PP48, 19. November 2013: Dienstag. Traumschiffs Beginn ODER Aus einem blöden Manko direkt in den Romantext.

(5.30 Uhr.)
Schweren, sehr schweren Herzens soeben den Sport ausfallen lassen, wirklich nur als mir fremde Entscheidung. Aber seit vorgestern niese ich herum, gestern ignorierte ich’s, grade aber, die Nase ist wieder okay, ein bölkender Husten, der im Brustkorb reißt, – kurz: grippale Infektion offensichtlich, und da soll man den Körper nicht fordern, sondern ihn sich auf den Rauswurf der Viren konzentrieren lassen, ihm nicht die Truppen nach anderswo entziehen, während sie ihn verteidigen müssen. – Merken Sie meinen Ärger? Ich werd ganz militärisch…
Kurzum: auf um fünf, Gebölke, die Morgenklamotten angezogen, auch schon, Gebölke, die Pavoni für den Espresso eingeheizt und, Gebölke, pinkeln gegangen und die, Gebölke, Zähne putzen und das Sportzeug eingepackt: husthusthust. Nee! Sei mal vernünftig… -: am Donnerstag abend >>>> in Weimar Lesung und von Freitag bis Sonntag Seminar in Leipzig; das will ich nicht absagen müssen und könnt es mir auch gar nicht leisten. Und kommenden Montag kommt ein Liebesbesuch, auch da will ich gesund sein. Vor allem müssen bis zum 30. zwanzig Seiten Traumschiff „stehen“. Weder Lust noch Nerv, da zu versagen.
Punkt.

Gestern, >>>> die Kritik, schrieb sich’s wie von alleine, ich formulierte quasi aus dem Schwung die Schanze hinunter meines Fahlmann-Textes, dessen Eingang >>>> Volltext bereits bestätigt hat und hat mir auf meine mitgesandte Anfrage auch gleich den nächsten Auftrag gegeben: Kjærstad bei >>>> Septime, >>>> Ich bin die Walker Brüder; ich schrieb Ihnen ja schon, daß ich das Buch neu begonnen habe und aber auch sofort begeistert war. Ich meine, alleine so ein Anfang!:

Ich bin die Walker Brüder, und ich WEISZ, daß etwas passieren wird. Alles um mich herum verändert seine Gestalt. Die Menschen. Die Umgebung. Ich bin vierzehn Jahre alt und habe ein Verhältnis mit Frau Haram. Nichts ist mehr unmöglich.

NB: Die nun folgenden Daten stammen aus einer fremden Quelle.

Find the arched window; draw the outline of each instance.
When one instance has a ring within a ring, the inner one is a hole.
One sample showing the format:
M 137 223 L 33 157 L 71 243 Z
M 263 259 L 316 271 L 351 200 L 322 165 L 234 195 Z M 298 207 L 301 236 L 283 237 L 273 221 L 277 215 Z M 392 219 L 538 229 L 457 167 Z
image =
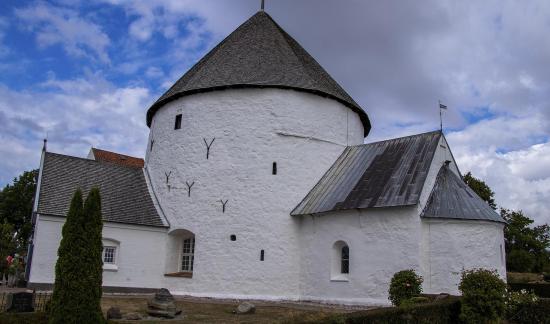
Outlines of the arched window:
M 349 247 L 344 245 L 342 247 L 342 257 L 341 257 L 341 273 L 349 273 Z
M 349 246 L 344 241 L 337 241 L 332 246 L 330 279 L 332 281 L 348 281 L 349 276 Z
M 101 259 L 103 260 L 103 270 L 117 271 L 120 242 L 110 238 L 103 238 L 103 251 Z

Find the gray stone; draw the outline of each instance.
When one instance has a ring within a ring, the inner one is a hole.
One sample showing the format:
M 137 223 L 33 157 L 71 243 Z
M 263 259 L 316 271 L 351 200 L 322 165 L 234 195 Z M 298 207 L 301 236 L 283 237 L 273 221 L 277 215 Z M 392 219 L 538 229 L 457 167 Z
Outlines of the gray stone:
M 435 300 L 447 299 L 447 298 L 449 298 L 449 296 L 450 296 L 449 294 L 441 293 L 441 294 L 435 296 Z
M 174 318 L 181 313 L 176 309 L 174 296 L 168 289 L 162 288 L 153 298 L 147 301 L 147 314 L 155 317 Z
M 129 321 L 139 321 L 141 319 L 141 315 L 138 313 L 128 313 L 124 316 L 124 318 Z
M 175 311 L 176 305 L 173 301 L 159 301 L 156 299 L 150 299 L 147 301 L 147 307 L 158 310 Z
M 118 307 L 111 307 L 107 310 L 107 319 L 121 319 L 122 314 L 120 313 L 120 308 Z
M 244 302 L 237 307 L 237 314 L 254 314 L 256 312 L 256 306 L 250 302 Z
M 174 311 L 163 311 L 160 309 L 148 309 L 147 314 L 154 317 L 165 317 L 165 318 L 175 318 L 176 312 Z

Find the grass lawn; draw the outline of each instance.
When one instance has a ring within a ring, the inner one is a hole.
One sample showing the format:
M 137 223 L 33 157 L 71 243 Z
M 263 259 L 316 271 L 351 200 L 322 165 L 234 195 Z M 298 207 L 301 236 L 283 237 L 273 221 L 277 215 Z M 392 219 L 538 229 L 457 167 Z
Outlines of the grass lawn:
M 121 313 L 135 312 L 146 315 L 146 296 L 104 296 L 101 304 L 103 312 L 111 306 L 120 308 Z M 293 319 L 315 320 L 334 313 L 356 311 L 357 308 L 326 306 L 315 304 L 253 302 L 256 313 L 236 315 L 233 310 L 238 301 L 213 300 L 206 298 L 176 298 L 176 305 L 183 310 L 185 317 L 178 321 L 158 321 L 159 323 L 290 323 Z M 364 309 L 364 308 L 363 308 Z M 136 321 L 117 321 L 136 323 Z M 139 323 L 156 323 L 140 321 Z

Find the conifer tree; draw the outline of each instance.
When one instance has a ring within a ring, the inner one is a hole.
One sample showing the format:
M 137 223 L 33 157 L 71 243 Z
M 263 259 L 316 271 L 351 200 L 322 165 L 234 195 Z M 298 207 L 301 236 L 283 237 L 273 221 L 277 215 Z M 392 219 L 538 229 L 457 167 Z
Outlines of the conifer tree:
M 82 203 L 77 189 L 62 230 L 55 266 L 49 322 L 104 323 L 101 313 L 103 274 L 101 198 L 94 188 Z
M 82 191 L 73 195 L 57 250 L 55 283 L 50 304 L 50 323 L 76 323 L 83 294 L 80 287 L 84 235 Z
M 98 188 L 93 188 L 84 203 L 84 228 L 86 230 L 85 245 L 87 253 L 84 255 L 86 264 L 83 278 L 83 288 L 87 291 L 86 301 L 81 306 L 81 311 L 88 314 L 90 323 L 102 323 L 101 313 L 101 283 L 103 280 L 103 243 L 101 232 L 103 221 L 101 219 L 101 197 Z

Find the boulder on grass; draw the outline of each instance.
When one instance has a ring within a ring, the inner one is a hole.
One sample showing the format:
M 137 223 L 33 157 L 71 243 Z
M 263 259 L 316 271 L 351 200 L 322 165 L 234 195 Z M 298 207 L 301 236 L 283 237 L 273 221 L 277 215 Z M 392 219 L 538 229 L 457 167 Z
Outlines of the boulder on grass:
M 153 298 L 147 301 L 147 314 L 155 317 L 174 318 L 181 311 L 176 309 L 174 296 L 168 289 L 162 288 Z
M 141 315 L 138 313 L 128 313 L 124 316 L 124 319 L 128 321 L 139 321 L 141 319 Z
M 122 319 L 120 308 L 113 306 L 107 310 L 107 320 L 111 319 Z
M 256 312 L 256 306 L 250 302 L 244 302 L 237 306 L 235 313 L 237 314 L 254 314 Z

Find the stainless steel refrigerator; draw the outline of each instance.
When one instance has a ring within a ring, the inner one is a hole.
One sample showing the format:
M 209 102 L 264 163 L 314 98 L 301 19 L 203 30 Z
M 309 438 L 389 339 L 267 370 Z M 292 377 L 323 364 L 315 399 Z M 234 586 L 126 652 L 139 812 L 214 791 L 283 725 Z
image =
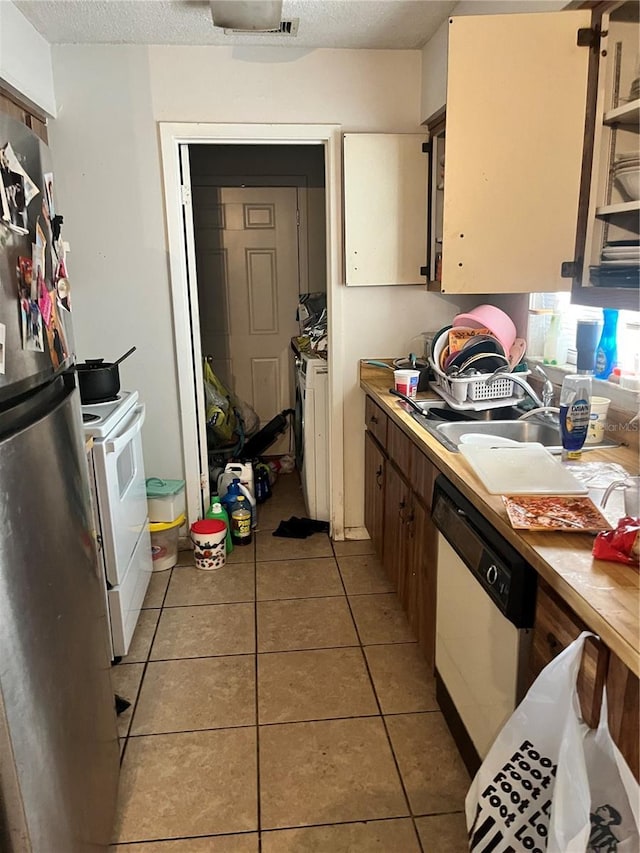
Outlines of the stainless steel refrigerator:
M 2 113 L 0 157 L 0 216 L 13 205 L 0 221 L 0 850 L 97 853 L 119 748 L 69 293 L 51 289 L 53 172 L 46 146 Z M 39 189 L 28 204 L 25 176 Z M 29 293 L 25 259 L 43 237 Z

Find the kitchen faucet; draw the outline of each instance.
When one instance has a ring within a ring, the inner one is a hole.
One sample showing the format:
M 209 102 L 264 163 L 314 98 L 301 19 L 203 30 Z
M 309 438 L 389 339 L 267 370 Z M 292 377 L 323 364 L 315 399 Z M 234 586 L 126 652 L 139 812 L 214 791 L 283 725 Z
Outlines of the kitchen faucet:
M 553 384 L 539 364 L 536 364 L 534 370 L 544 379 L 544 385 L 542 386 L 542 405 L 547 409 L 553 403 Z

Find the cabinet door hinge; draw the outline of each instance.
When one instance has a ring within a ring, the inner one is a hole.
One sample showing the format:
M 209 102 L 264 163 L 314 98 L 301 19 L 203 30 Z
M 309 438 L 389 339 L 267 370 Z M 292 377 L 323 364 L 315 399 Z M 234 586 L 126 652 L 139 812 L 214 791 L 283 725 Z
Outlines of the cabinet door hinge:
M 595 27 L 580 27 L 577 39 L 578 47 L 590 47 L 597 52 L 600 50 L 600 39 L 602 36 L 606 36 L 606 33 L 600 30 L 598 24 Z

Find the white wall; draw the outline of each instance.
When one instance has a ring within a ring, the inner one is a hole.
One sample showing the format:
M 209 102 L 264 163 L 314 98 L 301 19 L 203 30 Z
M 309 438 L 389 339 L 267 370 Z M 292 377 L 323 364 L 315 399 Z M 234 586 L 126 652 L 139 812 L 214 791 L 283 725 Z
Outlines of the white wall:
M 460 0 L 456 15 L 508 15 L 522 12 L 556 12 L 567 0 Z M 444 21 L 422 49 L 420 121 L 426 121 L 447 100 L 447 47 L 449 20 Z
M 181 476 L 182 468 L 157 122 L 415 131 L 420 61 L 418 51 L 54 47 L 60 109 L 50 139 L 72 244 L 78 352 L 111 358 L 138 346 L 122 375 L 148 406 L 150 473 Z M 455 307 L 421 288 L 348 288 L 342 295 L 345 526 L 359 528 L 358 360 L 405 354 L 415 334 L 442 325 Z
M 0 84 L 36 112 L 55 116 L 51 47 L 9 0 L 0 0 Z

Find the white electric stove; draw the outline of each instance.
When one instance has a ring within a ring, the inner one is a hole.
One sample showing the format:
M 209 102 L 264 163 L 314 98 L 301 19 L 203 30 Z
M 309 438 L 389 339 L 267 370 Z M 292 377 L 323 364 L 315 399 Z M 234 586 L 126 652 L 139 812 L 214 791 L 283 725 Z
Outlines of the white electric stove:
M 104 568 L 112 657 L 129 651 L 152 572 L 142 457 L 145 407 L 137 391 L 82 406 L 85 434 L 93 438 L 94 503 L 98 551 Z

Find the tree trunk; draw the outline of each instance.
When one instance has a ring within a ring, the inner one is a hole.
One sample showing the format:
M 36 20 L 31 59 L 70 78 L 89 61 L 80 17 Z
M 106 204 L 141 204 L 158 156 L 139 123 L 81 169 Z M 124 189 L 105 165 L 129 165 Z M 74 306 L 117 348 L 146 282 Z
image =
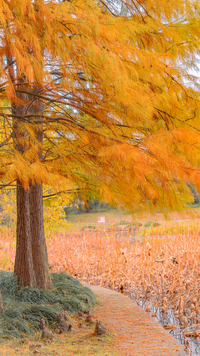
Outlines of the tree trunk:
M 32 256 L 37 287 L 50 288 L 52 283 L 44 236 L 42 185 L 30 185 L 31 236 Z
M 17 239 L 14 273 L 19 287 L 36 286 L 30 231 L 30 193 L 17 181 Z
M 9 61 L 9 59 L 8 60 Z M 21 89 L 26 89 L 26 78 L 21 77 L 18 85 Z M 27 95 L 23 93 L 16 95 L 15 102 L 11 103 L 12 112 L 22 116 L 27 108 Z M 15 133 L 15 148 L 23 154 L 27 149 L 22 138 L 28 139 L 28 134 L 25 129 L 23 132 L 20 128 L 23 119 L 19 117 L 13 121 L 13 131 Z M 19 140 L 18 139 L 20 139 Z M 25 142 L 26 140 L 25 140 Z M 30 230 L 30 193 L 28 188 L 25 189 L 19 179 L 17 180 L 17 230 L 16 253 L 14 273 L 17 275 L 18 287 L 35 287 L 36 278 L 32 258 L 31 241 Z
M 34 86 L 33 92 L 39 91 L 38 88 Z M 34 98 L 34 96 L 33 96 Z M 31 97 L 30 100 L 33 98 Z M 33 101 L 29 112 L 33 114 L 43 113 L 43 104 L 36 98 Z M 34 118 L 36 120 L 35 117 Z M 38 145 L 40 145 L 38 156 L 36 159 L 42 159 L 43 123 L 41 117 L 38 117 L 39 124 L 36 124 L 36 136 Z M 47 250 L 46 245 L 43 215 L 42 184 L 30 184 L 30 216 L 31 237 L 32 246 L 32 257 L 37 286 L 39 288 L 50 289 L 52 282 L 49 271 Z

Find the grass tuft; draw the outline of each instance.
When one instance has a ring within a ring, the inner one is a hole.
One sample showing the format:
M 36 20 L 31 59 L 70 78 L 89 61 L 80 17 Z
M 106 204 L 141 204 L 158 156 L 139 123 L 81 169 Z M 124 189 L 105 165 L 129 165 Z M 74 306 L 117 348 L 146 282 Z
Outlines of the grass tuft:
M 87 312 L 96 303 L 92 291 L 64 273 L 52 273 L 51 289 L 18 289 L 12 272 L 0 272 L 0 289 L 4 312 L 0 314 L 0 337 L 20 338 L 33 335 L 41 318 L 53 325 L 58 313 Z M 86 300 L 87 298 L 87 300 Z

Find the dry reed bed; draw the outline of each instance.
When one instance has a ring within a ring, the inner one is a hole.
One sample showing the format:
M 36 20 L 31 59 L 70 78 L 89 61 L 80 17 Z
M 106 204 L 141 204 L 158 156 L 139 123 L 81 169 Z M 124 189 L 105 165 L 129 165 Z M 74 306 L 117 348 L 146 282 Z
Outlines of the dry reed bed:
M 50 265 L 125 293 L 168 328 L 175 322 L 183 335 L 198 337 L 200 231 L 194 226 L 180 226 L 170 236 L 161 228 L 143 237 L 130 229 L 125 235 L 114 230 L 55 234 L 47 241 Z M 15 250 L 12 231 L 6 229 L 0 235 L 1 269 L 13 269 Z

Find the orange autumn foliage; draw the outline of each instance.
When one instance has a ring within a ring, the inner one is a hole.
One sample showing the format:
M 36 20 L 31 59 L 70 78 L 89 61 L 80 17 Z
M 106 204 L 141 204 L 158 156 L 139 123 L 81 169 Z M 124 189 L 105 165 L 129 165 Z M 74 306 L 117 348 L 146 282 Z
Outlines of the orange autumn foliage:
M 1 187 L 182 212 L 200 189 L 200 18 L 191 0 L 0 0 Z

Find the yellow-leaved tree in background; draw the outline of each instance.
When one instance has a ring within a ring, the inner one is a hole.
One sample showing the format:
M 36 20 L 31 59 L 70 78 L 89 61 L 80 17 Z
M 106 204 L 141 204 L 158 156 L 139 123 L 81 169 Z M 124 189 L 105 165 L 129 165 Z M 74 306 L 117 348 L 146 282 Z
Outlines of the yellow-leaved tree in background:
M 17 190 L 19 286 L 52 285 L 43 184 L 137 214 L 192 201 L 200 20 L 193 0 L 0 0 L 0 177 Z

Auf der Messe habe ich’s entdeckt und war ziemlich überrascht, daß es nicht ebenfalls, wie des Norwegers grandioser >>>> Wergeland-Roman („G r o ß denken!“), bei Kiepenheuer & Witsch erschien (heute, dreizehn Jahre später, für 79 Cents bei amazon – wer da nicht zuschlägt, ist dämlich). – So freu ich mich denn auch auf lange Bahnfahrten wieder.
À propos steht auch Österreich jetzt: Hinflug nach Innsbruck am 12. Januar, dessen Abend und der gesamte Tag des 13. ist für die Freunde, am 14. Argo-Lesung im >>>> Literaturhaus am Inn, am 15. weiter nach Wien, am 16. Argo-Lesung >>>> in der Alten Schmiede, dem, für Literatur, dort besten Veranstaltungsort, der 17. ist frei für die Stadt (das Programm der Staatsoper ansehen!), am 18. mit dem Flugzeug zurück nach Berlin. Und vorher, von Silvester bis zum 8.1., werde ich erst >>>> in Neapel, dann wieder >>>> in Amelia sein; wir wollen >>>> nach dem Joyce ein neues Projekt ausbaldowern (Ungaretti könnt mich reizen, auch Montale, oder Quasimodo); in Neapel die ersten Fotos aufnehmen für den projektierten Bildband. (In jeder Jahreszeit für ein paar Tage nach Neapel reisen, um aus jeder Bilder zu haben, angereichert mit nur eigenen Texten – vielleicht sogar nur Gedichten?)

Gut, ans Traumschiff. Wie jahrelang für >>>> Argo: mit täglicher Früharbeit beginnend, diese Woche, bis das Husten und Schniefen ausgebrannt ist. Ab nächste Woche wieder Sport. Einfach mal klug sein, wenigstens für ein paar Tage. (Dennoch: der Ärger darüber, Routinen zu durchbrechen, einfach, weil es so schwer ist, sie wieder aufzunehmen; momentan komme ich wie von selbst um fünf Uhr hoch, auch wenn ich erst um halb eins/eins zu Bett geh).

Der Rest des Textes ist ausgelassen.